= Anglo-Saxon Diocese of Whithorn =

The Anglo-Saxon Diocese of Whithorn was a Northumbrian bishopric or diocese of the Anglo-Saxon Church. It was centred on Whithorn, now in Galloway in Scotland, during the 8th century AD. The first known Bishop of Whithorn was Pehthelm.

==Origins==
According to Anglo-Saxon ecclesiastical tradition, a Pictish church called Candida Casa was founded by Ninian in the late 4th century to early/mid-5th century. Christianity flourished in Galloway in the 6th century and there was possibly a 6th-century Magnum Monasterium, or Monastery of Rosnat in Whithorn during this time.

While there was some relationship between Northumbrian Christianity and that in Galloway in the 7th century, following the repudiation of Celtic Christianity by the Northumbrian Church at the Synod of Whitby in 664, the Archbishop of Canterbury created several bishoprics out of Northumbrian territory with the intent that they be subordinate to Canterbury rather than to York.
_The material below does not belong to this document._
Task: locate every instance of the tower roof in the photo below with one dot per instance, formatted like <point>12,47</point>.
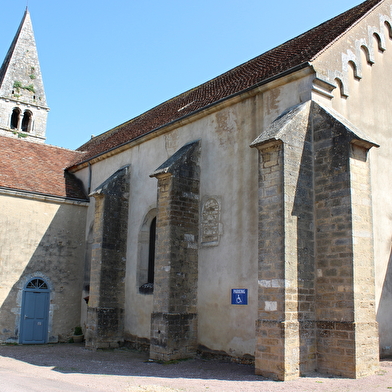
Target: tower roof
<point>20,74</point>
York resisted this development, notably by establishing a subordinate bishopric in Whithorn, which at that time was under Northumbrian rule. Specifically, Whithorn appears to have briefly been a diocese from 681 to 681 and then from c. 730. The subordination of Whithorn to York was reinforced when York was elevated to an archbishopric by Pope Gregory III in 735.

==Whithorn in the Northumbrian church==

Whithorn within the Kingdom of Northumbria around 700 AD.

It the seventh century, the Bishopric of Hexham had been divided from the Bishopric of Lindisfarne. and the short-lived missionary Bishopric of Abercorn had been established. The seventh century creation of Whithorn briefly took the number of bishoprics in the north of Northumbria to four before returning to the eighth century pattern of Lindisfarne, Hexham and Whithorn.

==List of known Anglo-Saxon bishops of Whithorn==

| Tenure | Incumbent | Notes |
| 731 – 735 | Pehthelm | Died in office. |
| d. 762 x 764 | Frithwald |  |
| d. 776 x 777 | Pehtwine |  |
| bp. 777 | Æthelberht of Whithorn | Was translated to the bishopric of Hexham around 789. |
| 790 – c. 803 | Beadwulf | Last known Bishop of the Northumbrian era. |
Source(s):

Heathored is described as the successor to Beadwulf by some accounts. His inclusion on the list as a Bishop of Whithorn is not credible.

==Demise==
In his Deeds of the Bishops of England (1125), William of Malmesbury states that the diocese failed due to incursions by the Picts and Scots.

==Surviving artefacts==
John Godfrey holds that the Anglo-Saxon stone crosses at Aberlady and Abercorn were products of the Diocese of Whithorn.